“All'alba del 28 dicembre 1943 i sette fratelli Cervi e Quarto Camurri vengono portati al poligono di tiro di Reggio Emilia.
Le guardie li indirizzano verso un muro, davanti al quale vengono allineati. Si abbracciano e si baciano. Ettore piange sommesso. I fratelli gli rivolgono parole di incoraggiamento. Gelindo grida: "Voi ci uccidete, ma noi non morremo mai". Poi la raffica.
Quando caddero, Ettore aveva ventidue anni, Ovidio venticinque, Agostino ventisette, Ferdinando trentadue, Aldo trentaquattro, Antenore trentanove, Gelindo quarantadue”

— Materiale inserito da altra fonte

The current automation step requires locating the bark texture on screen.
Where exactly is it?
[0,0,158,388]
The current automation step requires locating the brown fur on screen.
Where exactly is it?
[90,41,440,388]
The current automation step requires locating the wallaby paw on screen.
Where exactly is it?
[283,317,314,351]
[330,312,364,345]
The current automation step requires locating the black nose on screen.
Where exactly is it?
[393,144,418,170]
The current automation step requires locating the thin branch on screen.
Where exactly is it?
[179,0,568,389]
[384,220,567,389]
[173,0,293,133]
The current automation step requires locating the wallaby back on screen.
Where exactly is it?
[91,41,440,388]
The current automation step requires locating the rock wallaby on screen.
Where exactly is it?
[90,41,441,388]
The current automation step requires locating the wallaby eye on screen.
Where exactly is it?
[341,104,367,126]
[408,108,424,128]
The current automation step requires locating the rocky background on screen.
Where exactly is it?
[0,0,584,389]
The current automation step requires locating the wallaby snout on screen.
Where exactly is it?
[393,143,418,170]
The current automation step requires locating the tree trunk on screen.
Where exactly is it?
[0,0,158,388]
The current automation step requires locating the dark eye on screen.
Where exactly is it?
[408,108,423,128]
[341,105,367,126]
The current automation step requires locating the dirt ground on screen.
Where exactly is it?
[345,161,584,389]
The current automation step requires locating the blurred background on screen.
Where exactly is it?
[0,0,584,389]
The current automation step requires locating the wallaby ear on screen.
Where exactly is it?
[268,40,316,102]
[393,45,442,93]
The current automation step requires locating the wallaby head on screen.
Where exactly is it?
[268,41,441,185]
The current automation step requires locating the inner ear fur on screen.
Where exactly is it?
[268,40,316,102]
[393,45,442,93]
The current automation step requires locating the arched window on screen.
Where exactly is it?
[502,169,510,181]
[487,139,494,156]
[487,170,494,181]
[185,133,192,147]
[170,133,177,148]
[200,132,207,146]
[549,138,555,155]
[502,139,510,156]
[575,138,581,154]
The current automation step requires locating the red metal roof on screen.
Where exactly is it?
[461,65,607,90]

Da “I fratelli Cervi” di Paolo Nicolai, Editori Riuniti 1974
I Cervi erano una numerosa famiglia di mezzadri originari della bassa reggiana. Oltre al padre Alcide e alla mamma Genoveffa Cocconi, c'erano i sette figli maschi e due figlie femmine, Diomira e Caterina. Poverissimi, i Cervi sono però animati spinti da un forte desiderio di miglioramento e di riscatto sociale. Nel 1934, al momento del trasloco dal podere, imposto dal contratto di mezzadria, i Cervi scelgono di affittare e trasferirsi nel podere dei Campi Rossi, nei pressi di Gattatico, seppur questo versasse in condizioni disastrose.
Una vera sfida poter vivere e lavorare in quelle condizioni, che i Cervi vincono, riuscendo a rendere il podere un modello di agricoltura razionale moderna, grazie anche alle tante ore di studio, trascorse sui libri specializzati e sulla rivista “Riforma sociale” di Luigi Einaudi. Livellano la terra e introducono nuove tecniche per la coltivazione e la rotazione delle colture. Nel 1939 sono i primi nella zona ad acquistare un trattore.

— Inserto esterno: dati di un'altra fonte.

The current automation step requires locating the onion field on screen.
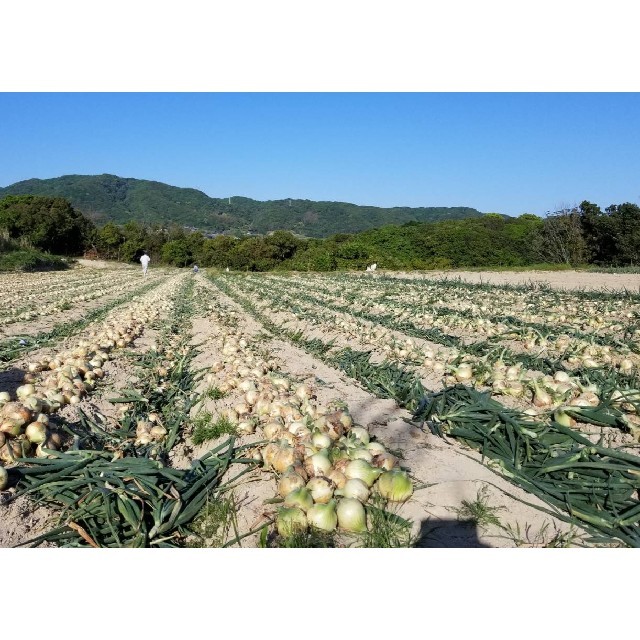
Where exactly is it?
[0,267,640,548]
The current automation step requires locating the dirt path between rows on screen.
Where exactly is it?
[378,271,640,293]
[200,278,596,547]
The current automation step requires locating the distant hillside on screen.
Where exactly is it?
[0,174,483,238]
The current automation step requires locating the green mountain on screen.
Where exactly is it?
[0,174,483,238]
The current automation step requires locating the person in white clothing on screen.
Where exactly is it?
[140,251,151,276]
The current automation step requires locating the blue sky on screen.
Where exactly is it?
[0,93,640,215]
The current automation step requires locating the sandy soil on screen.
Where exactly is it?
[380,271,640,293]
[191,278,596,547]
[0,272,640,547]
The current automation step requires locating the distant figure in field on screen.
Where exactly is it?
[140,251,151,276]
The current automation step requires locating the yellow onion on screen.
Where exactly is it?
[327,469,347,489]
[336,498,367,533]
[311,431,332,449]
[0,418,22,436]
[336,478,371,503]
[262,422,282,440]
[16,384,36,399]
[284,487,313,513]
[344,460,382,487]
[236,420,256,436]
[262,442,280,469]
[149,424,167,440]
[24,422,48,444]
[278,467,306,498]
[276,507,308,538]
[2,402,32,426]
[307,500,338,531]
[271,446,296,473]
[375,469,413,502]
[304,451,331,476]
[307,476,333,504]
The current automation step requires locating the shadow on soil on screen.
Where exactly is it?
[0,367,25,398]
[413,520,490,549]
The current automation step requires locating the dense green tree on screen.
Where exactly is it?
[96,222,124,260]
[162,238,193,267]
[0,196,95,255]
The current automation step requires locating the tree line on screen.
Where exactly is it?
[0,196,640,271]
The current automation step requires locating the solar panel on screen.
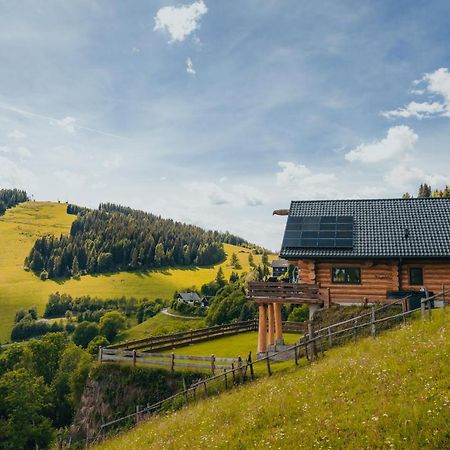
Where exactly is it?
[283,216,353,249]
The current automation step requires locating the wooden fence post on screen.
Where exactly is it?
[370,306,377,337]
[238,356,244,383]
[420,299,425,320]
[308,321,317,360]
[266,352,272,377]
[247,352,255,380]
[442,283,445,310]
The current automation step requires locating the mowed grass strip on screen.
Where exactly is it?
[96,311,450,450]
[0,202,273,342]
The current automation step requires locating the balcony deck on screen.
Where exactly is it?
[247,281,329,305]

Sul piano ideologico, i Cervi prendono da subito le distanze dal regime. È soprattutto Aldo ad infondere a tutta la famiglia le prime nozioni politiche ed un fiero, convinto antifascismo. Nel carcere di Gaeta, dove era stato rinchiuso per tre anni alla fine degli anni ’20, Aldo aveva avuto occasione di avvicinarsi alla politica, leggendo Marx e Gramsci. Rientrato in famiglia, estende questa esperienza a tutti gli altri fratelli e riesce ad allestire una vera e propria biblioteca ambulante, con i libri che erano proibiti dal regime fascista.
Quando le restrizioni alla libertà di azione e di parola si fanno più stringenti, i Cervi passano ad azioni dirette contro le imposizioni del regime, sabotando le linee dell’alta tensione che alimentavano l’industria bellica reggiana, diffondendo clandestinamente volantini antifascisti, andando di casa in casa a distribuire e commentare L’Unità.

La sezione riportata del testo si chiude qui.